So, what is a newly ordained or newly assigned priest to do if he finds himself in a parish with a worldly and self-limiting liturgical life that celebrates man and the world in the place of Heaven and God? He can use the ad orientem “starter kit” which I developed and have used over 22 years of priesthood.

These liturgical “baby steps” can be employed to educate and form our laity into a proper understanding and deeper appreciation of the importance of the liturgy for their proper growth in the faith.

Follows these steps for the ad orientem “starter kit”:

1) During the opening hymn process up the aisle immediately and stand facing altar to sing the balance of the opening hymn together with the servers, lectors, and other assistants.

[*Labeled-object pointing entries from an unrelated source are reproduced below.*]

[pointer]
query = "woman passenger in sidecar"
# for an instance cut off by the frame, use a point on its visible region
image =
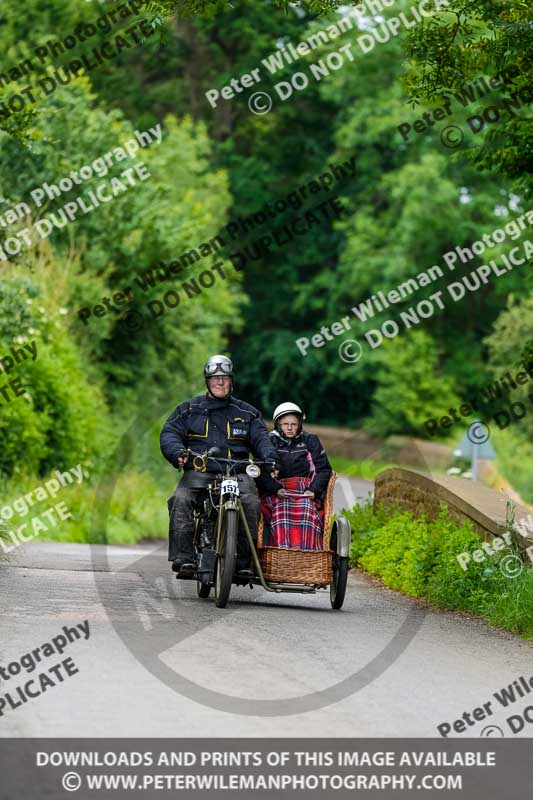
(292, 502)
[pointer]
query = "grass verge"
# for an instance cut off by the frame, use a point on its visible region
(419, 557)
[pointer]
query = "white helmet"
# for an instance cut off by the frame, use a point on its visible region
(287, 408)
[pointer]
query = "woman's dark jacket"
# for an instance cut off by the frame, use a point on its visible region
(294, 456)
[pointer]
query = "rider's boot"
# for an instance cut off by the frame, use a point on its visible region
(185, 567)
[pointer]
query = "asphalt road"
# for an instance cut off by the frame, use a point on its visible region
(161, 662)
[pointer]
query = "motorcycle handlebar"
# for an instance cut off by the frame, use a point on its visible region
(235, 461)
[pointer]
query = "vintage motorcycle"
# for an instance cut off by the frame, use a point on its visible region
(215, 538)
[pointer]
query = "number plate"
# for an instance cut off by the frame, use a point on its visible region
(230, 486)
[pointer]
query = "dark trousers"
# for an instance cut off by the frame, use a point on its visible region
(181, 519)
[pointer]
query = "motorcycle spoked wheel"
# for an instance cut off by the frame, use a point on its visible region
(226, 561)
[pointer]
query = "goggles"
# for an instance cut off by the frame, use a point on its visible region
(217, 368)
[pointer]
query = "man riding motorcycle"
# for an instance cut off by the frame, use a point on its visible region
(215, 419)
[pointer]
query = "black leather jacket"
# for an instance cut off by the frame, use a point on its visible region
(294, 457)
(234, 426)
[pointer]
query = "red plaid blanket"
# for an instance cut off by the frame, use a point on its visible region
(295, 522)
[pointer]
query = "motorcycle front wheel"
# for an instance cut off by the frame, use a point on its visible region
(226, 559)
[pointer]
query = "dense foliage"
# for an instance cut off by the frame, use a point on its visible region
(406, 202)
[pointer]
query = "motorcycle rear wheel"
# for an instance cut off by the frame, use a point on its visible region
(226, 561)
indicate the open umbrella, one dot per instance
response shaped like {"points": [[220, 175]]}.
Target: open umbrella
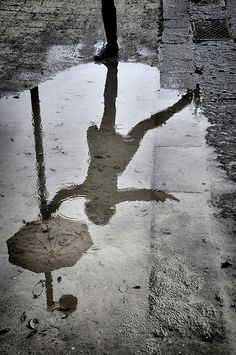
{"points": [[52, 242], [49, 245]]}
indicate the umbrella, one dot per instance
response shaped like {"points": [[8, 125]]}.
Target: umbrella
{"points": [[49, 245]]}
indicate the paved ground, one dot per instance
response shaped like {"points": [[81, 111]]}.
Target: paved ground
{"points": [[160, 276]]}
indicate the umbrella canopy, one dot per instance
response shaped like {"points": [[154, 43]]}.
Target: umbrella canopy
{"points": [[49, 245]]}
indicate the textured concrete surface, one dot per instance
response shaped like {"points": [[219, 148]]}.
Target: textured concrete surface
{"points": [[160, 276]]}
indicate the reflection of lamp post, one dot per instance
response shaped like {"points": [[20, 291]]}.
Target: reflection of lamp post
{"points": [[40, 165], [54, 242]]}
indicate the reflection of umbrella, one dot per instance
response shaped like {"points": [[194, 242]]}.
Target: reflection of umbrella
{"points": [[50, 245]]}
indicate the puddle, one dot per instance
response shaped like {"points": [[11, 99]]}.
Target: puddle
{"points": [[106, 148]]}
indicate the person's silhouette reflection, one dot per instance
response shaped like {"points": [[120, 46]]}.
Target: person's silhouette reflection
{"points": [[110, 152]]}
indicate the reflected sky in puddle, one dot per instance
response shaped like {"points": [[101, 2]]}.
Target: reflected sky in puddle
{"points": [[94, 132]]}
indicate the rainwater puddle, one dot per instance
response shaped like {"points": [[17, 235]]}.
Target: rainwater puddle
{"points": [[107, 150]]}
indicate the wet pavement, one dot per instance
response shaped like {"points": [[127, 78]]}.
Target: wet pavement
{"points": [[110, 243], [128, 160]]}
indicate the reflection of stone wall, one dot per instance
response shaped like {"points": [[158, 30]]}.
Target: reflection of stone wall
{"points": [[40, 38], [176, 63]]}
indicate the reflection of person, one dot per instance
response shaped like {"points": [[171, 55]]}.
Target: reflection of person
{"points": [[110, 26], [110, 153]]}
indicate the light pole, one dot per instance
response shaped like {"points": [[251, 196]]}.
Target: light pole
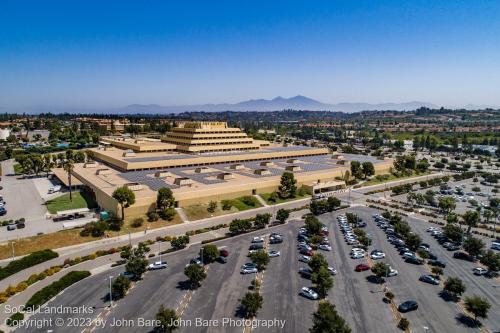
{"points": [[110, 292], [13, 252]]}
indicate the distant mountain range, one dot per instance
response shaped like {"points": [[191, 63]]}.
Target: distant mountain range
{"points": [[278, 103]]}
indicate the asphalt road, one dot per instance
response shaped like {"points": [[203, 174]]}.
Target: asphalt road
{"points": [[476, 285], [433, 313]]}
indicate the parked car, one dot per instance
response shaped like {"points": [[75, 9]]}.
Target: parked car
{"points": [[305, 272], [157, 265], [463, 256], [479, 271], [248, 270], [257, 246], [325, 247], [408, 306], [429, 279], [273, 253], [435, 262], [128, 275], [357, 255], [361, 268], [258, 239], [221, 259], [308, 293], [414, 260], [305, 259], [378, 255]]}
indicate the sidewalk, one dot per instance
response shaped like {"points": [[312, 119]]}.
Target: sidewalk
{"points": [[100, 265]]}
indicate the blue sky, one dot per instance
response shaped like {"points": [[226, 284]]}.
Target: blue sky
{"points": [[114, 53]]}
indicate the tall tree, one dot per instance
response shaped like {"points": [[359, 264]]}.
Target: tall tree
{"points": [[125, 198], [68, 166], [327, 320], [288, 185]]}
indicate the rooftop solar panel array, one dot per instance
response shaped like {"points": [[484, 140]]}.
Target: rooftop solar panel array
{"points": [[307, 164]]}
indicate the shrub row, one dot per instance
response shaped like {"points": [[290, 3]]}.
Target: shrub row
{"points": [[30, 260], [45, 294]]}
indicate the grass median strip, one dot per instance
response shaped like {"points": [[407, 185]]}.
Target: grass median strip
{"points": [[44, 295], [30, 260]]}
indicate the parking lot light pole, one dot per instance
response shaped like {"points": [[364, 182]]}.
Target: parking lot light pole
{"points": [[13, 252], [110, 292]]}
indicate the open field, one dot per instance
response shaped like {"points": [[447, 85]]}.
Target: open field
{"points": [[63, 202]]}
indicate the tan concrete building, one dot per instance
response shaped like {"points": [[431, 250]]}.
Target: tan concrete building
{"points": [[204, 161]]}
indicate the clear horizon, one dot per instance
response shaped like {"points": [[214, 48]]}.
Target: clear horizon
{"points": [[103, 55]]}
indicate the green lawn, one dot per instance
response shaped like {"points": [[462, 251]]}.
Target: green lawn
{"points": [[266, 197], [18, 169], [80, 200], [391, 178], [198, 212]]}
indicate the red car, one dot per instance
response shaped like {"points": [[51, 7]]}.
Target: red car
{"points": [[307, 252], [362, 267]]}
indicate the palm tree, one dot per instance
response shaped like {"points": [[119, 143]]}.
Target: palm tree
{"points": [[68, 167], [471, 219]]}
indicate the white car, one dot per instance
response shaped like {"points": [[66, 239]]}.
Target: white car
{"points": [[392, 272], [305, 259], [479, 271], [248, 270], [308, 293], [332, 270], [257, 240], [274, 253], [357, 255], [378, 255], [157, 265], [325, 247]]}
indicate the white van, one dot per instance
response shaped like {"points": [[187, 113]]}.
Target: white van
{"points": [[54, 189]]}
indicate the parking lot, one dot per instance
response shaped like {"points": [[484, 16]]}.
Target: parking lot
{"points": [[357, 298]]}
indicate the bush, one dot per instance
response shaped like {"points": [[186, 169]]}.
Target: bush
{"points": [[153, 216], [138, 222], [45, 294], [404, 324], [15, 319], [30, 260], [226, 204], [249, 200], [168, 214]]}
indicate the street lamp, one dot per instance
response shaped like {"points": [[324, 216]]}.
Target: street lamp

2) Venerate the altar toward the East, that is, toward apse, crucifix, and/or tabernacle.

3) Cross the sanctuary for the Gospel procession on the congregation side of altar, crucifix, and tabernacle and bow for preparatory prayer facing liturgical “east.”

4) Recite the Gloria facing “east.”

5) Preach about and explain what you are doing so that members of the congregation can begin to appropriate for themselves this deepest significance of the action of the risen Christ in and through the liturgical action of the priest and people.

6) During the Creed turn toward liturgical east to bow as directed during the words: “came down from heaven,” etc.

7) Turn “east” to offer the opening and closing orations for the general intercessions.

8) End the Mass by singing the balance of the final hymn while standing and facing the altar and crucifix together with the servers and ministers, genuflecting and turning to process out only for the final verse.